34. Coming to the evidence of PW-3, I notice that this witness has deposed that the accused is his cousin. PW-5 is his younger sister and on 18.9.1998, in the evening, when he returned home, PW-5 reported to him that while she was cutting grass at the field, rape on her, the accused grabbed her, threw her on the ground and committed rape on her. Even from the cross-examination of PW-3, nothing of significance could, I find, be elicited by the defence to discredit this witness or to show that his evidence is untenable.

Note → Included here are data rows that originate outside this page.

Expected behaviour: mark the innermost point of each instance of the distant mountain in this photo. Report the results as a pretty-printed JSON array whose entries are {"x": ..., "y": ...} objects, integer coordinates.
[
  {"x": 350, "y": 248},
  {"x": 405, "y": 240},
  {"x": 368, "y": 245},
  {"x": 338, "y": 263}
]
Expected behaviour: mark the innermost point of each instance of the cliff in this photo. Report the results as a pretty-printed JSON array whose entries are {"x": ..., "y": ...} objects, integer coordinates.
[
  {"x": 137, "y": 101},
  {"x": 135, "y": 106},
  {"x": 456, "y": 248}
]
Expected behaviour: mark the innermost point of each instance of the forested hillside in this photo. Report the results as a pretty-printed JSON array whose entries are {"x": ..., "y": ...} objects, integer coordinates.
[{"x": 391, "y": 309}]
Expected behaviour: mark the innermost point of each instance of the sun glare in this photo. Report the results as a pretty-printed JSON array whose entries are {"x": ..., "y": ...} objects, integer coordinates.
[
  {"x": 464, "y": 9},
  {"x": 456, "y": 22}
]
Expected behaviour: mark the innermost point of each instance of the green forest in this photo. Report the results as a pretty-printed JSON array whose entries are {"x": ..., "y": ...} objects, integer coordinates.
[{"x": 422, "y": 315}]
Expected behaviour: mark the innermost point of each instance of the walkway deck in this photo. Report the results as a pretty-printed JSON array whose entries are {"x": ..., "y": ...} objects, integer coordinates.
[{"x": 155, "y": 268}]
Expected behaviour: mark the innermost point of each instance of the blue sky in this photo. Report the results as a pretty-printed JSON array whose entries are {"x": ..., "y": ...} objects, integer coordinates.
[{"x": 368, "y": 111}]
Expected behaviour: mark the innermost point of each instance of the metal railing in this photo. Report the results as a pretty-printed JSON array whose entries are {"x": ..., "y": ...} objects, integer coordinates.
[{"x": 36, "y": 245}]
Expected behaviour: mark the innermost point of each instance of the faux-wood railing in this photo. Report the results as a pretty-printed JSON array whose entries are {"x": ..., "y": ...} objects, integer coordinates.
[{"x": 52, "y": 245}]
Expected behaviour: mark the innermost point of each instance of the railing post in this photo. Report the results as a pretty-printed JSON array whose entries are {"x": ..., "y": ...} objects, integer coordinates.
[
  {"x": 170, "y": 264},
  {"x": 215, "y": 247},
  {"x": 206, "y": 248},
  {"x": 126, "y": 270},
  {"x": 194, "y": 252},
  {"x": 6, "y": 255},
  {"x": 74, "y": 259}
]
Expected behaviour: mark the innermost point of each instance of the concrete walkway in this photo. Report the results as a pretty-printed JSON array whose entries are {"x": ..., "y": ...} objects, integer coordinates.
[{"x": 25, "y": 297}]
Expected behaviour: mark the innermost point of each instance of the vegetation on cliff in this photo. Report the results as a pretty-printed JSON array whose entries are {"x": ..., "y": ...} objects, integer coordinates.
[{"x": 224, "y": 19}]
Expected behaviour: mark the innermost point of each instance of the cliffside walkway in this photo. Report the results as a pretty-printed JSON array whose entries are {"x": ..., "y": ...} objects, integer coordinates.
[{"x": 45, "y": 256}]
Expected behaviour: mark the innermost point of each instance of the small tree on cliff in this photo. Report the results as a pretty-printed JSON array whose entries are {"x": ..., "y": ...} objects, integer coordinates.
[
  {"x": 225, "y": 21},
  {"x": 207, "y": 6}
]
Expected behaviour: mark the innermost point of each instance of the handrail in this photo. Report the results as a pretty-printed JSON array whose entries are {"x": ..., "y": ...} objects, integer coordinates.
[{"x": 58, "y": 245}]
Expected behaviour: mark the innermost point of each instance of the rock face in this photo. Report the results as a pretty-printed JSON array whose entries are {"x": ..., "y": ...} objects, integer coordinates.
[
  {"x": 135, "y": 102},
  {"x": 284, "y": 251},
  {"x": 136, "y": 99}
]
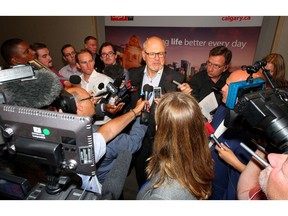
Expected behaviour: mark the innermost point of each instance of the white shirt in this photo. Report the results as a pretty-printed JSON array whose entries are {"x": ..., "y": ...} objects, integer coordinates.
[{"x": 94, "y": 83}]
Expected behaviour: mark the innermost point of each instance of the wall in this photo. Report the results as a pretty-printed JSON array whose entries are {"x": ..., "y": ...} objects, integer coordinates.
[{"x": 58, "y": 30}]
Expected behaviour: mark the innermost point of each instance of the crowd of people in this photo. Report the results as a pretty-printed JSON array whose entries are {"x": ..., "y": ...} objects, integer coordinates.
[{"x": 173, "y": 156}]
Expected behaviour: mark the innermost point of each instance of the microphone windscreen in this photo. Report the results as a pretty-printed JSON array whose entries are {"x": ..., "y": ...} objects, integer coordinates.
[
  {"x": 75, "y": 79},
  {"x": 118, "y": 81},
  {"x": 36, "y": 93},
  {"x": 101, "y": 86},
  {"x": 115, "y": 179},
  {"x": 147, "y": 88}
]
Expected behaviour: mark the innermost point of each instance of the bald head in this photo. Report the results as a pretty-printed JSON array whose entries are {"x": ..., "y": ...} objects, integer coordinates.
[{"x": 236, "y": 76}]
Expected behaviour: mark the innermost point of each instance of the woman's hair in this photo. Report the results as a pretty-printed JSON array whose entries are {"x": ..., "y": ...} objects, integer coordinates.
[
  {"x": 180, "y": 150},
  {"x": 278, "y": 61}
]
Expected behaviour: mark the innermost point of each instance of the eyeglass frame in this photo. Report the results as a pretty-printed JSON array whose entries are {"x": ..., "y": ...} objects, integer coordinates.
[
  {"x": 215, "y": 66},
  {"x": 70, "y": 54},
  {"x": 152, "y": 55},
  {"x": 107, "y": 54}
]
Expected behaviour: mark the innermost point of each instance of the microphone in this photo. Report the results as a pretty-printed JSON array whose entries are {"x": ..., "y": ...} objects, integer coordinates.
[
  {"x": 113, "y": 184},
  {"x": 113, "y": 88},
  {"x": 101, "y": 86},
  {"x": 38, "y": 92},
  {"x": 73, "y": 79},
  {"x": 145, "y": 115},
  {"x": 170, "y": 79}
]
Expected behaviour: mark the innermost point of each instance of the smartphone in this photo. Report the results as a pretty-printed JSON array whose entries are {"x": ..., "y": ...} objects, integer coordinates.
[
  {"x": 213, "y": 137},
  {"x": 157, "y": 92}
]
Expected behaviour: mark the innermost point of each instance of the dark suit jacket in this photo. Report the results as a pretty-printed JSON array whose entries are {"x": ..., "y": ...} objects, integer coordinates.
[{"x": 136, "y": 79}]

35. Turning to the evidence of PW-4, I notice that according to him, the accused as well as the complainant are his neighbours and about a year back, one day at 8 'O' clock in the morning, when he went to Dharmeswar Sharma, elder brother of the accused, he was informed by Dharmeswar Sharma that on the previous day, the accused had reportedly committed rape on Moneswari (PW-5) and police had been informed by her family members. It is also in the evidence of PW-4 that Dharmeswar Sharma requested PW-4 to prevail on the family members of PW-5 to settle the matter amicably. On being so requested, when PW-4, according to his evidence, reached the police station, he found the accused inside the locker. The evidence of this witness has remained wholly undisputed and unchallenged by the defence.

36. As far as Investigating Officer (PW-7), is concerned, his evidence is that on receiving written Ejahar (Ext. 1) at Bihpuria Police Station, on 19.9.1998 at 09.45 A.M., from Moneswari (PW-5), the Offlcer-in-charge registered a case and handed over investigation thereof to him and during investigation, he visited the place of occurrence, which is located at a distance of about half-a-kilometre, from the house of, the complainant.

37. A close and dispassionate scrutiny of the evidence on record reveals that the evidence of PW-5 has remained completely unshaken and her evidence receives corroboration, as indicated above, not only from the medical evidence on record, but also from the evidence of other prosecution witnesses, viz. PW-1, PW-2 and PW-3 whose evidence collectively prove that on her return home from the grazing field, PW-5 reported to PW-1 that the accused had committed rape on her and when PW-2 (husband of PW-1) arrived at home, he was reported about the occurrence and, on the following day, at about 9.45 A.M., a written complaint (Ext. 1) was lodged with police by PW-5.

38. Because of what have been discussed above, and upon full and complete appraisal of the evidence on record, I am firmly of the view that the prosecution successfully proved their case beyond all reasonable doubt against the appellant and the learned trial court committed no error in holding the appellant guilty of the charge framed against him and in convicting him accordingly.

39. In the result and for the reasons discussed above, this appeal fails and the appeal is accordingly dismissed. The impugned judgment and order are upheld.

40. Send back the case record with a copy of this judgment and order to the learned Court below.